The economist and the preacher

March 27, 2024

There exists in every human breast an inevitable state of tension between the aggressive and acquisitive instincts and the instincts of benevolence and self-sacrifice. It is for the preacher, lay or clerical, to inculcate the duty of subordinating the former to the latter. It is the humbler, and often invidious, role of the economist to help, so far as he can, in reducing the preacher’s task to manageable dimensions. It is his function to emit a warning bark if he sees courses of action being advocated or pursued which will increase unnecessarily the inevitable tension between self-interest and public duty; and to wag his tail in approval of courses of action which will tend to keep the tension low and tolerable.

That’s Dennis Robertson, in a much-cited passage that I (like I assume many people) first read in ‘The Calculus of Consent’.  I think this is a fantastic passage, which really sums up a lot of what’s good and important about economics as a social science.  ‘Homo economicus’ – that rationally self-interested meagre shadow of a vision of the human animal – provides a salutary check against institutional structures that rely too heavily on non-self-interested behaviour from their inhabitants.

But what about the “preacher” side of this quote?  Do we have nothing to say about the behaviours of the human animal that break with ‘homo economicus’?  Isn’t there a danger that, in neglecting other elements of human behaviour, economists’ proposals and analyses will miss essential components of even those “incentive-compatible” institutions which rely for their primary motive force on rational self-interest?

I think the three-tiered analysis of the motive structures of human behaviour that I’ve recently been outlining goes some way towards addressing this category of worry.  On that approach, the ‘homo economicus’ framework resides on the ‘middle’ of the three analytic tiers: straightforward individual-level preference functions.  But ‘above’ and ‘below’ this level of analysis are two additional analytic tiers, which can greatly complicate our understanding of the motive structure of the human animal.  At the ‘social’ level, there is the desire to enjoy the approbation and escape the disapprobation of one’s peers.  And at the ‘sub-individual’ level there are the potentially conflictual subcomponents of the psyche, as (for example) analysed by Freud.

Because this three-tiered analysis can, if we wish, be articulated in rational choice terms, this approach does not necessarily take us outside the space of the economist’s analytic toolkit.  Specifically, it keeps us within the domain of one of the discipline’s central analytic principles: people respond to incentives.  When we move between analytic tiers, we are shifting our focus from one category of incentive to another – but we are still working within a framework that can be understood in incentive-compatibility terms.

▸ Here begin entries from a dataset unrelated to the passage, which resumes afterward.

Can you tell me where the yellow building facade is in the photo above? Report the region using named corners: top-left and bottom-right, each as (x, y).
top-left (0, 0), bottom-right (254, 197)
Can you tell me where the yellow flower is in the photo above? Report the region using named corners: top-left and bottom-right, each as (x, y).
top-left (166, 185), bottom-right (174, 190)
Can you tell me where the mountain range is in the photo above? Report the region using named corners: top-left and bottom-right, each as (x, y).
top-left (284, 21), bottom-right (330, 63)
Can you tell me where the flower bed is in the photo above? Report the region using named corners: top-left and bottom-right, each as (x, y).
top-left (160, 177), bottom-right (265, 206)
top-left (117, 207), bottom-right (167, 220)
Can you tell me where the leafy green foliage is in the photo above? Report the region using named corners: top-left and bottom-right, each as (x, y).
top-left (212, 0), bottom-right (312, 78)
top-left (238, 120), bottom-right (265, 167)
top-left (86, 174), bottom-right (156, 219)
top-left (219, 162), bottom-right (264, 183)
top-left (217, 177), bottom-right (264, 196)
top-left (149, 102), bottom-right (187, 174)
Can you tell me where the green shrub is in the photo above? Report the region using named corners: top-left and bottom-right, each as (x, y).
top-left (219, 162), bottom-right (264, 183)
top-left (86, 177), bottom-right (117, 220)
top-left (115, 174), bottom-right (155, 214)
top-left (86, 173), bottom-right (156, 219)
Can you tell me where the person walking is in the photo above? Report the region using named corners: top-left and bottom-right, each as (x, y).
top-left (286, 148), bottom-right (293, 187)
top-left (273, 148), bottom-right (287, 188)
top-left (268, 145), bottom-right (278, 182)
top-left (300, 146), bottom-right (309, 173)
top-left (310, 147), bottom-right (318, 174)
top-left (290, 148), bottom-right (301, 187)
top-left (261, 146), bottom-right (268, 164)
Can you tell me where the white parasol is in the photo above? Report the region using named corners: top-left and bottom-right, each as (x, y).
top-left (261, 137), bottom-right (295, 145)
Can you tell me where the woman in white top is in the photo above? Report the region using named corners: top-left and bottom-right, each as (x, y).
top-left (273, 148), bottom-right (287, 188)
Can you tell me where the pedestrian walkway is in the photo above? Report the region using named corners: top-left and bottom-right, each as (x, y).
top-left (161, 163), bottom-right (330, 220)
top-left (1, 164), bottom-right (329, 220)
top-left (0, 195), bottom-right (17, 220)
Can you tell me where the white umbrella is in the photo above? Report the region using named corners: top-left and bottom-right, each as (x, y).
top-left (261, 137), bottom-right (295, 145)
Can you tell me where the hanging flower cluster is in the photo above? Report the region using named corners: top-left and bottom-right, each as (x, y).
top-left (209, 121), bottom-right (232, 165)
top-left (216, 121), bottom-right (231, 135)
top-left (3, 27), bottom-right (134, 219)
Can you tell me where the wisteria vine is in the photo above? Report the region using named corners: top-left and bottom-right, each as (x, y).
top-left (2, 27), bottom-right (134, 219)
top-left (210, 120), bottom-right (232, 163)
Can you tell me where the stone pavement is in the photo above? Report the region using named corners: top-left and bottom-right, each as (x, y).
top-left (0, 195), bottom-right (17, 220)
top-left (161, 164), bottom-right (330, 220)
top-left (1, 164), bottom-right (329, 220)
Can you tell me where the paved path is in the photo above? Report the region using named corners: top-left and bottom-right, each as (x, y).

This in turn allows us to think about what “the task of the preacher” amounts to, at least from this perspective.  In terms of the social level of analysis, the task of the ‘preacher’ is to institute a culture of moral approbation and disapprobation that itself incentives the “right” behaviour.  And I think this is a pretty useful (albeit, yes, perhaps slightly crass or reductionist) way to think about ethical communities.  It’s not the case (contra some cynics) that people only behave well because they fear the negative judgements of their peers, but the negative (and positive) judgements of peers clearly do function as a substantial set of incentives in shaping behaviour – a community that rewards good behaviour with approbation and bad behaviour with disapprobation will tend to encourage more good and less bad behaviour than a community of which the reverse is true.  (Of course, what counts as ‘good’ and ‘bad’ behaviour is a vastly contentious matter, but that’s not the point here.)

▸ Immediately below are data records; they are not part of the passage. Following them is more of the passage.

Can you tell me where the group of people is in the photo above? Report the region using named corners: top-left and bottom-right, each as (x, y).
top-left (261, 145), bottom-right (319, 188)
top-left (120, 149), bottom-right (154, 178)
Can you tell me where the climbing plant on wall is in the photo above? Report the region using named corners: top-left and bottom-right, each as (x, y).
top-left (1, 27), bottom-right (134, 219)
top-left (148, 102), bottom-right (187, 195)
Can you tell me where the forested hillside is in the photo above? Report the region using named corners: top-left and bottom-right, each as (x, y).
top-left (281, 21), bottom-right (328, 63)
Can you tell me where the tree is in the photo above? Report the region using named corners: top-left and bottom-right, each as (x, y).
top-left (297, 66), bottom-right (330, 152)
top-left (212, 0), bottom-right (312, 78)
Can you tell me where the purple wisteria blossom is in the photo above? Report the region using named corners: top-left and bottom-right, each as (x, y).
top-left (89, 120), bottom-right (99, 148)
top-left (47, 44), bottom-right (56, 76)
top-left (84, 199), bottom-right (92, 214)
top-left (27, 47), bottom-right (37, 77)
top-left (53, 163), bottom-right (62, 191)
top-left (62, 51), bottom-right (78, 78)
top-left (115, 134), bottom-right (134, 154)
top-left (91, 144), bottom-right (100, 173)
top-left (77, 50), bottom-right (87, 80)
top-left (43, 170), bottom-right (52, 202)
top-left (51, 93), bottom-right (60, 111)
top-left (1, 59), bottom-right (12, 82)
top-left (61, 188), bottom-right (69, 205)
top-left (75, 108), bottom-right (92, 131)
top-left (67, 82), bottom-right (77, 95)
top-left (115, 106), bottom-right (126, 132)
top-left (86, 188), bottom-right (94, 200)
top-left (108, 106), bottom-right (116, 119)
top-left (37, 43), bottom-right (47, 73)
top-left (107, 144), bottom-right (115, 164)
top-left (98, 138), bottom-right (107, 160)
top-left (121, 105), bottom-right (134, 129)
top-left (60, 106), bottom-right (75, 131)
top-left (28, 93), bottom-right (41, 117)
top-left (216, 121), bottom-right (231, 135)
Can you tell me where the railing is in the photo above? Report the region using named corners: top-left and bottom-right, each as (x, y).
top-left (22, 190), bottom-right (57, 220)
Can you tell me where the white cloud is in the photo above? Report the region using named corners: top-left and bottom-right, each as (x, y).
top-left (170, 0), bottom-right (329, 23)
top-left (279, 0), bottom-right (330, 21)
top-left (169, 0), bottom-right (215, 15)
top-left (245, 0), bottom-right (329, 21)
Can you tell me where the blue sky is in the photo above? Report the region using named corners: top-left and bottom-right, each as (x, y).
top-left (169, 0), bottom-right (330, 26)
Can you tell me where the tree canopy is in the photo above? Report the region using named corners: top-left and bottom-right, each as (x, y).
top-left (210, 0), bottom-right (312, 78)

What about the ‘sub-individual’ level – the level of the internal subcomponents and dynamics of the individual psyche?  Here, too, we can think in terms of incentives: the interaction of the different subcomponents of the psyche involves internal praise and blame, internal gratifications and distress.  Here, too, then, we can think (perhaps with a little straining of terminology) in terms of the construction of an ‘incentive structure’ – the internal incentive structure of the psyche’s gratifications.  And the formation of this internal ‘incentive structure’ is another way of thinking about the formation of character.  (More on this, hopefully, soon.)

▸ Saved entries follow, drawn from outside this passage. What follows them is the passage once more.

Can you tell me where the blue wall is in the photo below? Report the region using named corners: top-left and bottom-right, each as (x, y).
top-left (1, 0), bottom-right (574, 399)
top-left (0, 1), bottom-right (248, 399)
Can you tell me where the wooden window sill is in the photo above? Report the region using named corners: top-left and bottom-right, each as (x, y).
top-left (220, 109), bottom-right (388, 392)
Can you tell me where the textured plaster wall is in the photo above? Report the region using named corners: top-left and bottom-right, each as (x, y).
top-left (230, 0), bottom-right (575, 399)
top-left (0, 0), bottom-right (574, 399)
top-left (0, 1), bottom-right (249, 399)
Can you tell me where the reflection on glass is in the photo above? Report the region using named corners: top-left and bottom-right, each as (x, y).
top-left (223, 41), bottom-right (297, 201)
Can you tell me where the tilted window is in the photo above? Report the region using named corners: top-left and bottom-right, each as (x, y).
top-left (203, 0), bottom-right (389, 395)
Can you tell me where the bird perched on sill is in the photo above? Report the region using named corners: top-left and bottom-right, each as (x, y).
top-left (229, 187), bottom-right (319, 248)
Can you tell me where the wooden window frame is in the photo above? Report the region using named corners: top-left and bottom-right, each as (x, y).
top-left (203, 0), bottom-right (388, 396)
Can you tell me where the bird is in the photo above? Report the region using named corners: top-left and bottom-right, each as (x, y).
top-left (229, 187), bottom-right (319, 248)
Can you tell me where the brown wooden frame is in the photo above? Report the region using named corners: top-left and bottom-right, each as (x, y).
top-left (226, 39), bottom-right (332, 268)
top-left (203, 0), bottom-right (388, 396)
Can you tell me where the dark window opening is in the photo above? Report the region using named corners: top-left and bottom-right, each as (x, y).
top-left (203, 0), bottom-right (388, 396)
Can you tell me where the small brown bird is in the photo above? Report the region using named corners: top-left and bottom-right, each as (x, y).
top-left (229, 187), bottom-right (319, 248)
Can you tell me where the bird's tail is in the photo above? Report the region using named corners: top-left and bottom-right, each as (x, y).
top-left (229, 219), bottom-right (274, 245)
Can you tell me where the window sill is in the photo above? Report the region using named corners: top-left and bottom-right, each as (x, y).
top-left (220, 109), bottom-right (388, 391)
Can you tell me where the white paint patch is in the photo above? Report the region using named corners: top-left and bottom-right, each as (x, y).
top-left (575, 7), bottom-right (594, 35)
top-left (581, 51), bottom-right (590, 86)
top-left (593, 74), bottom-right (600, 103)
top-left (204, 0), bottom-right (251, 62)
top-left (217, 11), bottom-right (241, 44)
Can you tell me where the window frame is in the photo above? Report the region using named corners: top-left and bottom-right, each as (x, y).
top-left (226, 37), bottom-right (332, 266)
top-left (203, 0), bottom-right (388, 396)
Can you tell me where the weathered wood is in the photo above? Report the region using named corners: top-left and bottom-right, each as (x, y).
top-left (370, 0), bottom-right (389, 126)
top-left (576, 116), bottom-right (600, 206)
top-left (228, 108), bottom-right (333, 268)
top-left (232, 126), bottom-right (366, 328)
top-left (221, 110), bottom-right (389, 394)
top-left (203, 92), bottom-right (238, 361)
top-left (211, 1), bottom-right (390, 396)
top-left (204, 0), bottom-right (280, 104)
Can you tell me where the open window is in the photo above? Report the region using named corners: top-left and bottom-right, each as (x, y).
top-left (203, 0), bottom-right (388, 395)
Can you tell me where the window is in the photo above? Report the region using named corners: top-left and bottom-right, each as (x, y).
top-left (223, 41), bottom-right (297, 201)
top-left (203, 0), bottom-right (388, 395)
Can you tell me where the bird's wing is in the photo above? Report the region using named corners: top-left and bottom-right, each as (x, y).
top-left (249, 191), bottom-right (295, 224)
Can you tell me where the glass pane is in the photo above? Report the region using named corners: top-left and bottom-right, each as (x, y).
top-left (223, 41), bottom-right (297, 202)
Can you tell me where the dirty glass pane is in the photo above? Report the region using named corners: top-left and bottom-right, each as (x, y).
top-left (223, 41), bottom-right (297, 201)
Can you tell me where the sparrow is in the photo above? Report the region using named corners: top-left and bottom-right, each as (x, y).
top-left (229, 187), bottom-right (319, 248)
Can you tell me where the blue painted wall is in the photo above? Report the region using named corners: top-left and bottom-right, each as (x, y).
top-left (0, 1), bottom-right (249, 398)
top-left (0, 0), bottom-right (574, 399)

So if we want to we can extend the concept of ‘incentive compatibility’ to character-formation and the ethical dynamics of a community.  Of course, we need to keep straight which sense of ‘incentive compatibility’ we’re talking about – and we need to remember that this is just one way of thinking about these phenomena, and not invariably the most productive one.  Still, I find it helpful.  Thinking about things in this way also allows us to retain (what I regard as) the core insight of the Robertson quote, without committing ourselves to all the baggage that comes with a generative distinction between aggressive/acquisitive versus benevolent/self-sacrificing instincts within the human psyche.  Rather, that distinction can be folded into and generated out of a larger story about the moral economy of our motives and behaviour.